-Bantuan sosial tunai, serupa bantuan sembako, telah disalurkan sejak kasus Covid19 di Indonesia. Bedanya, bantuan tunai ini ditujukan untuk warga di luar Jabodetabek. Bantuan ini diberikan kepada warga terdampak Covid19, baik yang masuk dalam Data Komprehensif Kesejahteraan Sosial (DTKS) Kementerian Sosial (Kemensos). Pemerintah daerah bebas mengajukan permohonan bantuan. Tim Kemensos kemudian akan memverifikasi data yang diajukan untuk memastikan yang bersangkutan tidak termasuk dalam daftar penerima bantuan pemerintah pusat lainnya yang ada sebelum pandemi, sehingga tidak terjadi duplikasi data. Bantuan tersebut dikirimkan ke rekening masing-masing penerima melalui wire transfer atau disalurkan melalui PT Pos Indonesia.
-BLT dana desa, pemerintah juga menyalahgunakan sebagian anggaran dana desa BLT untuk menangani dampak ekonomi dari pandemi Covid19. Dana desa BLT tersebar dalam dua gelombang. Setiap gelombang terdiri dari tiga tahap. Gelombang pertama pada bulan April (Tahap I), Mei (Tahap II) dan Juni (Tahap III), dan gelombang kedua pada bulan Juli (Tahap IV), Agustus (Tahap V) dan September (Tahap enam)).
-Listrik gratis Pemerintah juga memberikan diskon tarif listrik bagi pelanggan yang terdampak pandemi Covid19. Insentif tersebut berupa keringanan tagihan, diskon listrik, pembatalan tarif minimum, dan pembatalan langganan. Selain perluasan cakupan pelanggan, masa insentif diperpanjang hingga Desember 2020. Pelanggan yang menerima subsidi listrik adalah pelanggan 450VA dan subsidi 900VA. Pengurangan tagihan listrik ini kemudian diperluas ke usaha kecil, menengah dan mikro, termasuk 900 VA untuk bisnis dan 900 VA untuk industri. Awalnya, listrik gratis itu berlaku selama 3 bulan, namun kemudian diperpanjang hingga akhir tahun dan bantuan lainnya.

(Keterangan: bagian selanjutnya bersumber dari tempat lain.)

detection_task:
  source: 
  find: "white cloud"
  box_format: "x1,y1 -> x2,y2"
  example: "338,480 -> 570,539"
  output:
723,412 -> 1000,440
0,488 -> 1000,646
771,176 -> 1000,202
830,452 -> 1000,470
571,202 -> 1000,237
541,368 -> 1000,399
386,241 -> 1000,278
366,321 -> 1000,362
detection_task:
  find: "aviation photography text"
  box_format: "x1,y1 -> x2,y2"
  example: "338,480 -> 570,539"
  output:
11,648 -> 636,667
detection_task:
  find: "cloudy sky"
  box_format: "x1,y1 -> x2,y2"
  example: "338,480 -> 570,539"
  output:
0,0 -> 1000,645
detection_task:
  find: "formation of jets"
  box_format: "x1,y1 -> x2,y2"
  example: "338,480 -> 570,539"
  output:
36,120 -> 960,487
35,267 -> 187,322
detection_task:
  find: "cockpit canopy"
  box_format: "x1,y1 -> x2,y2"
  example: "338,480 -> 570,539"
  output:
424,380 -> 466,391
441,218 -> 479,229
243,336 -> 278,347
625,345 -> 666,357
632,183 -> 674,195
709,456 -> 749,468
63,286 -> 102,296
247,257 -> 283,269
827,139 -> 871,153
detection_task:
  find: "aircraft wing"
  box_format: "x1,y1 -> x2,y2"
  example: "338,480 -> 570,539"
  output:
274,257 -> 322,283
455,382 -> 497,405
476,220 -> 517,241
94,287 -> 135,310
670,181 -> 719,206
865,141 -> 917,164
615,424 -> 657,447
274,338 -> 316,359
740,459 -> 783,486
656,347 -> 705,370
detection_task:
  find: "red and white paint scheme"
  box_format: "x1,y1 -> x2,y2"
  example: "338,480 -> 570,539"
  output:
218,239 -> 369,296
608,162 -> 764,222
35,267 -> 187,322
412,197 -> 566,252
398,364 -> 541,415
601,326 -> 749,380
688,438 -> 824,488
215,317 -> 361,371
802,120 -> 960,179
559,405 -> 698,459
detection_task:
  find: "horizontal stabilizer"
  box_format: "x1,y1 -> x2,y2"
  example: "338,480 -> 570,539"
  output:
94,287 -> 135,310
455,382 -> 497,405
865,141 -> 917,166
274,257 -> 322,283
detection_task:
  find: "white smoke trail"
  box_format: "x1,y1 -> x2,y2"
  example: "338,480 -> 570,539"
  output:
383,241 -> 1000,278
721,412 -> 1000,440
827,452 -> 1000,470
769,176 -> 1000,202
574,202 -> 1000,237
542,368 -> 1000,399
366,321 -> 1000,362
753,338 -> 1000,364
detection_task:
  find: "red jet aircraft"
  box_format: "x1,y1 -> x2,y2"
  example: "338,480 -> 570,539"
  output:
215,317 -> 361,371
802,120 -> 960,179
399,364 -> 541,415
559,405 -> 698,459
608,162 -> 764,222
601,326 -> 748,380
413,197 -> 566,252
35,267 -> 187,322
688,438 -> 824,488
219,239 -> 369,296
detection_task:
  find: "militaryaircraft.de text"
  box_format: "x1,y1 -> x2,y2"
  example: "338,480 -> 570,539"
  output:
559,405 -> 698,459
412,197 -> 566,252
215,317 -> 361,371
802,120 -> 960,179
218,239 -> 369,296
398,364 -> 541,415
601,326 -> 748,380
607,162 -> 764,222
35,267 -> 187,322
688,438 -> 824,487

Meski berbagai bantuan telah diberikan, banyak perekonomian masyarakat yang belum pulih sejak pandemi. Hal ini disebabkan oleh 3 hal. Pertama, jumlah masyarakat berpenghasilan rendah meningkat selama pandemi. Karena banyaknya PHK dan usaha kecil, menengah dan mikro yang tutup, bisnis yang dulu makmur sekarang diturunkan peringkatnya. Kedua, daya beli masyarakat menurun drastis. Tingkat bawah tidak lagi memiliki kemampuan untuk membeli, sedangkan tingkat menengah atas menahan konsumsi. Ketiga, model penyaluran bantuan cenderung dihentikan. Misalnya, beberapa bantuan seperti BLT mencapai 600.000 rupee dalam 3 bulan pertama, tetapi jumlahnya berkurang setengahnya setelah itu. Bantuan dan subsidi pemerintah hanyalah pertimbangan jangka pendek. Padahal, pandemi Covid19 memiliki efek jangka panjang yang membutuhkan dana besar. Pemerintah juga terlihat bersemangat mengatasi masalah ekonomi akibat pandemi. Pemerintah juga khawatir jika daya beli masyarakat tidak dapat ditingkatkan, pertumbuhan ekonomi Indonesia akan kembali negatif di masa mendatang. Padahal, jika demikian halnya, kemiskinan ekstrem bukan tidak mungkin.